Para pedagang tengah memilih cabai rawit yang baru turun di Pasar Induk Keramat Jati, Jakarta, 7 Maret 2017. Harga cabai rawit merah di Daerah Khusus Ibukota (DKI) Jakarta dan Nusa Tenggara Barat (NTB) mencapai sebesar Rp 150.000 per kilogram hal tersebut menjadi harga cabai rawit merah termahal dari 34 provinsi yang ada di Indonesia. Tempo/Tony Hartawan
TEMPO.CO, Jakarta - Pengamat pertanian dari Institut Pertanian Bogor (IPB), Dwi Andreas, mengatakan naiknya harga cabai di pasaran bukan karena kartel.
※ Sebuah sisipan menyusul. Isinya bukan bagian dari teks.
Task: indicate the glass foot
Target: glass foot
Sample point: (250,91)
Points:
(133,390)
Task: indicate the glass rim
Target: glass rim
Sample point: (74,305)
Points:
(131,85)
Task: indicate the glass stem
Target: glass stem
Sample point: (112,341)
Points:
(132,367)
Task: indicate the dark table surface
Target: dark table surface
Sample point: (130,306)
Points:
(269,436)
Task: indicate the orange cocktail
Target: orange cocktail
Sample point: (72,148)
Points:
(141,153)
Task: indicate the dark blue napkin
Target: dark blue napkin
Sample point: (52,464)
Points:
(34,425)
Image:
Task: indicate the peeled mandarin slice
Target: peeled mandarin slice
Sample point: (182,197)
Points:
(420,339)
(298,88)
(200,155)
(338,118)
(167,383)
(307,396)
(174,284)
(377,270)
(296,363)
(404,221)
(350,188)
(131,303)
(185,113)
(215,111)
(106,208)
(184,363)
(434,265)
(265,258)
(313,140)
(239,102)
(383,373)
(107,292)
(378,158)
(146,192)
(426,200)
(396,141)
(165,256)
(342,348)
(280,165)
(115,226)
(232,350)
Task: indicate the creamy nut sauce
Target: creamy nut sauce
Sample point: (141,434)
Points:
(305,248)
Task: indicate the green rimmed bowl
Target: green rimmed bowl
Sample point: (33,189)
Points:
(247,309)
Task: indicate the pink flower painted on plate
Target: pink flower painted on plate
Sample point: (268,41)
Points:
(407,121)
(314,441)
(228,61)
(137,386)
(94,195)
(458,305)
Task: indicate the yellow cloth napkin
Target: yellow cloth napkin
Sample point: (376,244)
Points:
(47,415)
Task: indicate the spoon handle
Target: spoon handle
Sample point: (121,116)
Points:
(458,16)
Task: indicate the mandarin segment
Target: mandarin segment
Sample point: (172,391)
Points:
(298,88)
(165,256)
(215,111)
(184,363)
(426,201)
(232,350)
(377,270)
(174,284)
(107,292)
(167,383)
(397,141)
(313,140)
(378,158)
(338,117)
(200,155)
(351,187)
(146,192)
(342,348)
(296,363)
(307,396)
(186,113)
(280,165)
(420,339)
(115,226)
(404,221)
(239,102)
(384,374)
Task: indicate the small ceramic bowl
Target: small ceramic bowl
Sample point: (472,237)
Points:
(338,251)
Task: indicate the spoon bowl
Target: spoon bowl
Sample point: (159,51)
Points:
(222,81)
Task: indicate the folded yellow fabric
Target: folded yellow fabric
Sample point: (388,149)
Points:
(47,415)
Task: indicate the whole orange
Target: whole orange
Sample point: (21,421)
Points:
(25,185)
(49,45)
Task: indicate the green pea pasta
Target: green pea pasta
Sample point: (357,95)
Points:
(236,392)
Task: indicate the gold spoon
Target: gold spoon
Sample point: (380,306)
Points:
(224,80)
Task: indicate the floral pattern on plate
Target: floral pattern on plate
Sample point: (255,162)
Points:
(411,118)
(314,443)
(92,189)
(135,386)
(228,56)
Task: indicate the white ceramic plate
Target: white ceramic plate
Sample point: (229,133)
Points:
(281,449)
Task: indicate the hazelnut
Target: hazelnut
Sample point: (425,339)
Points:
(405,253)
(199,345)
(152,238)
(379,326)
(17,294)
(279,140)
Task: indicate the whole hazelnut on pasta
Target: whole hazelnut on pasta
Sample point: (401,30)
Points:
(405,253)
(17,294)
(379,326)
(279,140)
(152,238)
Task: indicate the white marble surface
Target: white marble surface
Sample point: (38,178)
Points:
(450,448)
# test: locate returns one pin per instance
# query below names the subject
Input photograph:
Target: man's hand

Cuaca yang tidak menentu masih menjadi faktor utama cabai langka, yang bermuara pada naiknya harga cabai.
"Kami agak terlambat mengantisipasi iklim. Siklus cabai sudah kelihatan sejak 2016, cuacanya hujan terus. Hal ini sangat mengganggu produksi cabai di Indonesia," kata Dwi saat dihubungi Tempo, Selasa, 7 Maret 2017.
Dwi menilai, sejak tiga bulan lalu, cuaca di Indonesia sedang tidak bersahabat untuk petani cabai. Hal ini membuat banyak petani tak bisa panen dan membuat cabai langka di pasaran.
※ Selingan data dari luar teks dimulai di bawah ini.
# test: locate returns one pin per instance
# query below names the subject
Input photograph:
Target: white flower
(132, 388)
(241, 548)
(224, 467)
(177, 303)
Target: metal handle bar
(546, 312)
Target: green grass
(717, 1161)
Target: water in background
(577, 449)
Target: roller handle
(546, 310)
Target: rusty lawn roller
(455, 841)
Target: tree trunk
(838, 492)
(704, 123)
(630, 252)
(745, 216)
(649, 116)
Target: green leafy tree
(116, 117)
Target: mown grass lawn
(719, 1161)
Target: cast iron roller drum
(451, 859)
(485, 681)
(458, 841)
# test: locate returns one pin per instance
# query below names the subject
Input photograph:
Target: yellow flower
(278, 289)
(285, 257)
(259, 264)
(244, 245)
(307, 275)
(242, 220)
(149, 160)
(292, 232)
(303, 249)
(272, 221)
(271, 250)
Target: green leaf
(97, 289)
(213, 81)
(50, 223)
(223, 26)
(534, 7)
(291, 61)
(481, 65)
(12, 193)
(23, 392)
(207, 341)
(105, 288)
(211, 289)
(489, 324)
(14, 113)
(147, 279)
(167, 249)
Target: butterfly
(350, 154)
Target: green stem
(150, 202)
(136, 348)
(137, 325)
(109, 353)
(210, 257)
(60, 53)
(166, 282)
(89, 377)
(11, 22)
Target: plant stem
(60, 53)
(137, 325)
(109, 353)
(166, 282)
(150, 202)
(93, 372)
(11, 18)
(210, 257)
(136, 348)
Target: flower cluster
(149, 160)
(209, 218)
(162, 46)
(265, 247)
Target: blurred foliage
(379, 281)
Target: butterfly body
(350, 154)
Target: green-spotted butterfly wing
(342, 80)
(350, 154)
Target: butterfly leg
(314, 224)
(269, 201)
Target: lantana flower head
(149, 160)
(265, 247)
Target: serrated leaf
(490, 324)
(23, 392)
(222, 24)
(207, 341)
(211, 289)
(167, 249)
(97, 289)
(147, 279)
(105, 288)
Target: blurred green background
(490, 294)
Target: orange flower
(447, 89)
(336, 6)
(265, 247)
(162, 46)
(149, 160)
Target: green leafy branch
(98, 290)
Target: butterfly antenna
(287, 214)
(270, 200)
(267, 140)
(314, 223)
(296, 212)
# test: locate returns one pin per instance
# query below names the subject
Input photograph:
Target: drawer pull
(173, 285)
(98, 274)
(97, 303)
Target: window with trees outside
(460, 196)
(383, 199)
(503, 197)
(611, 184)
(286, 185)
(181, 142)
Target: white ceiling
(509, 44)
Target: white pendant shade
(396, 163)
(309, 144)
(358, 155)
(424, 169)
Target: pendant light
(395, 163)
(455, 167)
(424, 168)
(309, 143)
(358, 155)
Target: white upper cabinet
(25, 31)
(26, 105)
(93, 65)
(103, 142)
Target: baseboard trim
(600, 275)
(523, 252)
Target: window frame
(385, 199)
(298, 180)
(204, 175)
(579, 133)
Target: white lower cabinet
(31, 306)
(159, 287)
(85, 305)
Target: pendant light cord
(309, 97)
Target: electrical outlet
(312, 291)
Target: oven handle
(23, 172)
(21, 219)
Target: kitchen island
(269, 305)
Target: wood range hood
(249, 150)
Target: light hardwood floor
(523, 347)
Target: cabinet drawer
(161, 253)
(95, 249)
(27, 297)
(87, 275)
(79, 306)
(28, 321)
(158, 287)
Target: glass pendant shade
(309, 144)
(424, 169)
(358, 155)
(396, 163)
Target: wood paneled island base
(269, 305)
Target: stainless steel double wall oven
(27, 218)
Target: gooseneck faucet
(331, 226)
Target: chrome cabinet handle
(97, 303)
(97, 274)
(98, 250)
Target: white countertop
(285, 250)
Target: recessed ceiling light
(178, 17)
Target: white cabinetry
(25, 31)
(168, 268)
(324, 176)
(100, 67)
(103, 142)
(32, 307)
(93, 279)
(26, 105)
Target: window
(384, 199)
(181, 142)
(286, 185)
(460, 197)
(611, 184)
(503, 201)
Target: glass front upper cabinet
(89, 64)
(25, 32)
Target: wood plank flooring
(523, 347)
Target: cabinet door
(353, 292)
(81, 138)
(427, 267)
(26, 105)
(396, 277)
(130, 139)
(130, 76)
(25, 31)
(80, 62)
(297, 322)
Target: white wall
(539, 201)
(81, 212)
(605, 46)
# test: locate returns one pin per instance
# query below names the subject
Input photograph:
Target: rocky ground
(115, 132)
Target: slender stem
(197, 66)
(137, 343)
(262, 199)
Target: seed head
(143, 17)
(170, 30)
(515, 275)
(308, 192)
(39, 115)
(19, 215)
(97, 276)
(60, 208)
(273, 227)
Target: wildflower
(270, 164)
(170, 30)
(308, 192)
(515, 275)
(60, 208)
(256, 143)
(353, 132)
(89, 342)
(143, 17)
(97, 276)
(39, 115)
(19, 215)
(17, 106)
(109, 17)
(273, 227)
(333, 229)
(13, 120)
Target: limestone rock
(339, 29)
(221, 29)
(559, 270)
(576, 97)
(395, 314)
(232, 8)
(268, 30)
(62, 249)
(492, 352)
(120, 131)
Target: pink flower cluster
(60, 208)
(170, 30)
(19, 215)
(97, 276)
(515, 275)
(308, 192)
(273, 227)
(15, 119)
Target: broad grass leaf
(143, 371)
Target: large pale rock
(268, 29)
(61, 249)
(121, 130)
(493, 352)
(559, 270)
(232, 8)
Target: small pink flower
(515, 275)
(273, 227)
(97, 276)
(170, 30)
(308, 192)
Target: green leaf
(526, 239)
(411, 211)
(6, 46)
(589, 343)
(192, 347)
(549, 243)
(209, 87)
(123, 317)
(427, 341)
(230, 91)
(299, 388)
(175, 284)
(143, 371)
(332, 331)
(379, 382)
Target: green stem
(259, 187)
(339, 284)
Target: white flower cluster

Dwi tidak setuju dengan adanya dugaan kenaikan harga cabai disebabkan oleh kartel yang bermain. Cabai termasuk barang yang tak bisa ditimbun. "Logika saya, cabai merupakan barang yang tak bisa bertahan lama dan akan cepat busuk jika didiamkan selama dua-tiga hari," katanya.
Hal tersebut ia nilai tidak logis dilakukan oleh kartel. Kecuali kartel tersebut memiliki sistem khusus untuk mengatur tempat penimbunan yang bisa mengatur suhu dan komposisi udara. "Sebenarnya jauh dari itu (kartel). Stok cabai memang menipis," kata Dwi.